Sri Lanka: Tsunami aid that never reached victims

Rediff and Buddhist Channel, September 26, 2005

Colombo, Sri Lanka -- As Venerable Wimala - a monk well known for his humanitarian and medical relief work in Africa - waded through a Sri Lankan village destroyed by the deadly December 26 tsunami, he couldn't help noticing that many parts of the area were still without proper shelters and sanitation.

Many of the people who had suffered the brunt of the waves were still going about their lives without proper food and lodging. In his own words, the venerable observed that "although there is considerable progress in many areas, there are still many people who do not get the support they have been promised and expected from the government."

And so what went wrong? What happened to the billions of dollars of aid that have poured into Sri Lanka given by the international community?

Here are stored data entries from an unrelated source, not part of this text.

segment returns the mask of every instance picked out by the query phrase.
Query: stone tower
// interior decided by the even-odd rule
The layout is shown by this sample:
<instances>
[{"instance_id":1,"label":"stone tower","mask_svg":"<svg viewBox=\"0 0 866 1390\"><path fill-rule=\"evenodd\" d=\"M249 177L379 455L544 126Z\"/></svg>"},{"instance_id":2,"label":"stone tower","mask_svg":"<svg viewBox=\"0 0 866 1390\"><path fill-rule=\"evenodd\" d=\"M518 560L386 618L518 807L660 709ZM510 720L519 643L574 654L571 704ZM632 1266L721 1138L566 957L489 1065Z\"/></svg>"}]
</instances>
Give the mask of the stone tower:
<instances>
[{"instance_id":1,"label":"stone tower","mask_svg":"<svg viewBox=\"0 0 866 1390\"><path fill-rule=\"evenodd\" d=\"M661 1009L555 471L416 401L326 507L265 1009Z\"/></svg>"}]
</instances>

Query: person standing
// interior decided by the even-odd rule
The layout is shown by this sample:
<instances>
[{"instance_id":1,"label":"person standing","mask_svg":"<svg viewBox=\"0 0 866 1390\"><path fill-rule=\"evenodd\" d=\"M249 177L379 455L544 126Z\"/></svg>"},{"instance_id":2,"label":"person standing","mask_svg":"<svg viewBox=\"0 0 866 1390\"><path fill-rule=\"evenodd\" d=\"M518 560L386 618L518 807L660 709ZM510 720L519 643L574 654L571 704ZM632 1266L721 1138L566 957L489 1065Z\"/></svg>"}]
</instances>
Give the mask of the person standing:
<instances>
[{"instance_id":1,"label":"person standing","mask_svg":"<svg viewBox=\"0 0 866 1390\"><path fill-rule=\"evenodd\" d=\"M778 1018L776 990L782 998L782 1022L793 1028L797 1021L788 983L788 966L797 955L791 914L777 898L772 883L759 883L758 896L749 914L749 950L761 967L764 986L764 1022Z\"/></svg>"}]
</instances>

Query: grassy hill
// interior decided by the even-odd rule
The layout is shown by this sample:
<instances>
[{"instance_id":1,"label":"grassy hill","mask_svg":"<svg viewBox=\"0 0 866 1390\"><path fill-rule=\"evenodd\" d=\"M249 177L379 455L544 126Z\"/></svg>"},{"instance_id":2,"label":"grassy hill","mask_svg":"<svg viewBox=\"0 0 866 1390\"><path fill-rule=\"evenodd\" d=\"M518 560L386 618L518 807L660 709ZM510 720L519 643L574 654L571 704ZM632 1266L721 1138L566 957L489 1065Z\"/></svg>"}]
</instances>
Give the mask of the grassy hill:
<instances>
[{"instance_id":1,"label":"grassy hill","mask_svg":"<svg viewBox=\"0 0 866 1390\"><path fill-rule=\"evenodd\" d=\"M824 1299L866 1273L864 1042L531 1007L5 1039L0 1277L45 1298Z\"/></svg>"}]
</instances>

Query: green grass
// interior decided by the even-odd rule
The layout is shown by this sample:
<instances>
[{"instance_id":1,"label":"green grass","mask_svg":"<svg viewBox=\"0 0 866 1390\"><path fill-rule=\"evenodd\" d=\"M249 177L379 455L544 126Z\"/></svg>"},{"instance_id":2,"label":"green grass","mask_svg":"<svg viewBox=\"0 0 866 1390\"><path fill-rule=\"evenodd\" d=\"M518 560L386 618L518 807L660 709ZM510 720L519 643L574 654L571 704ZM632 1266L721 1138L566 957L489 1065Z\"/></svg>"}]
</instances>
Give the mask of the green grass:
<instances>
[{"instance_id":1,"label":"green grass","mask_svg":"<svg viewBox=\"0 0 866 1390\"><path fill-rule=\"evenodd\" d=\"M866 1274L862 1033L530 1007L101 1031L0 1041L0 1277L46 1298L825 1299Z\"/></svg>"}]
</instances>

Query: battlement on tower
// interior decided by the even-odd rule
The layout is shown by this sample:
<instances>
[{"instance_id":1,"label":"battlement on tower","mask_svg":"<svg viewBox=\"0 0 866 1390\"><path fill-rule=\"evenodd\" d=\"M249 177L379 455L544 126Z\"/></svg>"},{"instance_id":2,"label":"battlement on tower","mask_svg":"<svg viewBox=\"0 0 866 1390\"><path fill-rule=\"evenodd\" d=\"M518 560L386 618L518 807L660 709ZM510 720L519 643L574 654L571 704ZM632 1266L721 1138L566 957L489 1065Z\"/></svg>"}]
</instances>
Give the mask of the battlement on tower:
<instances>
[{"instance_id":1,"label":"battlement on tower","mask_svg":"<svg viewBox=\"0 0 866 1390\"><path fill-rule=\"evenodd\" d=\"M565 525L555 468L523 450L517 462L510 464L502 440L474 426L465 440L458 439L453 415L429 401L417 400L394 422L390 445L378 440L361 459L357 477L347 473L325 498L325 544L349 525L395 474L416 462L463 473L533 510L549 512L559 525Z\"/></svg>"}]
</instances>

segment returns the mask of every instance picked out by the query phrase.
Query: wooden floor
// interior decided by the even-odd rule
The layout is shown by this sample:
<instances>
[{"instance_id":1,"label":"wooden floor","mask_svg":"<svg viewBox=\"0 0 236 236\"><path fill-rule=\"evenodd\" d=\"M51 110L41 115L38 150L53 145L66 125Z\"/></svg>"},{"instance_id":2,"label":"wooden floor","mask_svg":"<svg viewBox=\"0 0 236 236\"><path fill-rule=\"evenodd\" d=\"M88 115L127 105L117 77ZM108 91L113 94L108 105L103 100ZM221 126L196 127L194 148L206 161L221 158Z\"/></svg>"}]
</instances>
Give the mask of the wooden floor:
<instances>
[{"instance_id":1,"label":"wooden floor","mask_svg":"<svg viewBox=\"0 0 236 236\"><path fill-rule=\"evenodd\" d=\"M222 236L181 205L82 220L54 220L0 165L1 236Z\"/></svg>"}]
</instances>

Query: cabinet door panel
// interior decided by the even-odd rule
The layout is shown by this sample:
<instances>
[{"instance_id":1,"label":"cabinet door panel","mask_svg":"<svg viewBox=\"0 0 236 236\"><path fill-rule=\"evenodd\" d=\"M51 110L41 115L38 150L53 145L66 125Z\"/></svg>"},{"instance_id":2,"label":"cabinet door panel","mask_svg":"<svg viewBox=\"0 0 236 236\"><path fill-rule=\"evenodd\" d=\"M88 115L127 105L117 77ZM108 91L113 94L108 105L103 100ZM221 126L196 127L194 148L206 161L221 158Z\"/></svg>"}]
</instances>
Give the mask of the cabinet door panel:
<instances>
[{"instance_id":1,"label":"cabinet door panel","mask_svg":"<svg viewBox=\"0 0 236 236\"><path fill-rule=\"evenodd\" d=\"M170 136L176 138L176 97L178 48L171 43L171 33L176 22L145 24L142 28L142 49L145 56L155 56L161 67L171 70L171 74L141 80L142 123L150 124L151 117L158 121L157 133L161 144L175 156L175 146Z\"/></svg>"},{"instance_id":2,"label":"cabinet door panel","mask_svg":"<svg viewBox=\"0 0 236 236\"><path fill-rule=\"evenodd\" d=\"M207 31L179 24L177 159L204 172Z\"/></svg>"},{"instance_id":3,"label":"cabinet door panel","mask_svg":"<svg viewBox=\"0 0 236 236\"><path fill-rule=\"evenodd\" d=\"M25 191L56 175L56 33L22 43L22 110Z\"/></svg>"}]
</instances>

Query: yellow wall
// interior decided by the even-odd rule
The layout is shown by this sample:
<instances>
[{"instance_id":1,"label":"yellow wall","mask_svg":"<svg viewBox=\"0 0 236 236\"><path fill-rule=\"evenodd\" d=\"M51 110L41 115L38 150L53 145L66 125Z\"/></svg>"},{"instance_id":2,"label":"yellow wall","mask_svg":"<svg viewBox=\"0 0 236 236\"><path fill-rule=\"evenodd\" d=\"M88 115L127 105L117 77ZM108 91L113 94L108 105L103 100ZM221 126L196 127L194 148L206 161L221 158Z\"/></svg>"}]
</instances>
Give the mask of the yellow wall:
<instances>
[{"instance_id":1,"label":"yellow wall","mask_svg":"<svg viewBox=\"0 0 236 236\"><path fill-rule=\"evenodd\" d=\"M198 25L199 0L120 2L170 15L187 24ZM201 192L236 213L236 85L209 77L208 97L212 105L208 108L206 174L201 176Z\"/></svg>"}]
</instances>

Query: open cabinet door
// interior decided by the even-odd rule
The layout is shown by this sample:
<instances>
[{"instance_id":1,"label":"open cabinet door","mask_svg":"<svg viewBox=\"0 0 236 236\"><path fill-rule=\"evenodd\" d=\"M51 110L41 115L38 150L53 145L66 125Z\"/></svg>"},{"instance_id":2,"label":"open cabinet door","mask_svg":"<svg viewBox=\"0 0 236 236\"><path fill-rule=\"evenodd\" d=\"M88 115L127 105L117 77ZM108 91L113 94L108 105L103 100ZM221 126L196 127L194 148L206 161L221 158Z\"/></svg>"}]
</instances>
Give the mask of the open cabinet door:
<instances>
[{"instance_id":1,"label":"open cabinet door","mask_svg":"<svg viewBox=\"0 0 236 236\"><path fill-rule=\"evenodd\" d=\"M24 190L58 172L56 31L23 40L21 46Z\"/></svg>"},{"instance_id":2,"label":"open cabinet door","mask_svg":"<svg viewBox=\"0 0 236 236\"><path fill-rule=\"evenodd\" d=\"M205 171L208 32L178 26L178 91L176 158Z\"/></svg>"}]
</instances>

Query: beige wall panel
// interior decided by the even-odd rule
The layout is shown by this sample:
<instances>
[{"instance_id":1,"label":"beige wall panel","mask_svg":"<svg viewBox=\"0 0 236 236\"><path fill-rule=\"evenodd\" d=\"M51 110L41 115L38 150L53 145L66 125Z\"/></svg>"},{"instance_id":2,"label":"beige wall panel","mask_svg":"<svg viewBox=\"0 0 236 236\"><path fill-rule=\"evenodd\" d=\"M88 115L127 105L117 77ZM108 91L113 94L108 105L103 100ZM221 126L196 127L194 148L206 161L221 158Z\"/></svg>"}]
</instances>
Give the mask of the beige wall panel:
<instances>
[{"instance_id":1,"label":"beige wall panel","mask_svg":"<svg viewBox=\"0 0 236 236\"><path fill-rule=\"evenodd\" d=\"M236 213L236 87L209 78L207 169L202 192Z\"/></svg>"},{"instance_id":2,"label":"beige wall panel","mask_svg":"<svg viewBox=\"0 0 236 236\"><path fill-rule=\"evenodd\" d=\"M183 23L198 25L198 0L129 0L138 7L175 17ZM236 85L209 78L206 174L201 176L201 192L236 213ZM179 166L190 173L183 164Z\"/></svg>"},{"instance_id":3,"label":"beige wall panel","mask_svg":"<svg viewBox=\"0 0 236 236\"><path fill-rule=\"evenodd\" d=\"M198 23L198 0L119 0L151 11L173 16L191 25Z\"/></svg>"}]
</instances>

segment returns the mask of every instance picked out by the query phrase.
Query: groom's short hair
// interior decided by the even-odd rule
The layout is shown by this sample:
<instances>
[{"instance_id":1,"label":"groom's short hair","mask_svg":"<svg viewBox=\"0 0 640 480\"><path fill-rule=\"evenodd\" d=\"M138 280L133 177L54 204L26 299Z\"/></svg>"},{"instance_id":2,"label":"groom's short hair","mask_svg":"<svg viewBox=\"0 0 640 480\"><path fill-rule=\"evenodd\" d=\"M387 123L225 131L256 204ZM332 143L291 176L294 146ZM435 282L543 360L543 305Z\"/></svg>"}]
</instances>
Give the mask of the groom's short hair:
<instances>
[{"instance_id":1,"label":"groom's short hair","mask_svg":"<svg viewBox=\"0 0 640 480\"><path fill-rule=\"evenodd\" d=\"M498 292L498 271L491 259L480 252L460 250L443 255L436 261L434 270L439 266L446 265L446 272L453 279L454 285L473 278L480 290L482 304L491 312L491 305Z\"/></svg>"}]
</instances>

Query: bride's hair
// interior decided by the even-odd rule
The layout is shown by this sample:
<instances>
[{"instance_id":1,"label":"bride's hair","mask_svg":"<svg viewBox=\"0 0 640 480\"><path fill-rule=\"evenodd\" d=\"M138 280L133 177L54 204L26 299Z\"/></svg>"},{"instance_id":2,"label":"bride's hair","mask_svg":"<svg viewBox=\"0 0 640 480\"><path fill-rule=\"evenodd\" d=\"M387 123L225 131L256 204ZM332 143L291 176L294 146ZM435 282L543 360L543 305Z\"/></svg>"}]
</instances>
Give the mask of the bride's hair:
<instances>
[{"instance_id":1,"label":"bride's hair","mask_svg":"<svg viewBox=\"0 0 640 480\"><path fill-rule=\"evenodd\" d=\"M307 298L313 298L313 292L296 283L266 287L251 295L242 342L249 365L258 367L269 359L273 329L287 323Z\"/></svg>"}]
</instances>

A local Sri Lankan press made a stunning exposure recently, reporting that wide spread corruption has been detected in the distribution of foreign and local tsunami aid in Sri Lanka.

Large scale misappropriation was found in the north-western, southern and eastern regions, Auditor General Sarath Mayadunne said, commenting on a report in the daily, Sunday Island, which said that he had blown the whistle on corruption.

"Yes, the figures mentioned in the newspaper report are correct," Mayadunne said, adding that he will publish his Interim Tsunami Aid Audit Report this week after having presented it to members of parliament last week.

He said he could not say what percentage of the aid money had been siphoned off, but believed the numbers were large. Inefficiencies had also slowed the flow of aid, he said, noting that only 13.5 percent of foreign aid had been utilised by the Sri Lankan authorities.

"There has been widespread misappropriation of funds. Initially, it was understandable because the proper system and controls were not in place, but even after the emergency phase was over, the irregularities continued," Mayadunne said.

Mayadunne said out of Rs 49 million collected by two institutions, Rs 37 million ended up in a bank account, earning interest without being spent on tsunami survivors.

Reconstruction has been slow, he said.

Only 1,055 houses had been rebuilt out of some 48,974, which were damaged by the December 26 tsunami that killed 31,000 people and left another million initially homeless. He found that some people had been paid Rs 250,000 as compensation for shacks that were worth only Rs.10,000.

There were many other weaknesses in the supply of financial assistance for damaged houses cited in the report. The auditor general found that foreign donors had abandoned 686 containers at the Colombo Port, as the Social Services Department and the Ministry of Relief, Rehabilitation and Reconstruction had caused delays in the clearing of the aid cargoes.

The government allowed 506 vehicles to be imported duty-free into the country for tsunami relief work, but the authorities had no register of those vehicles or who was using them.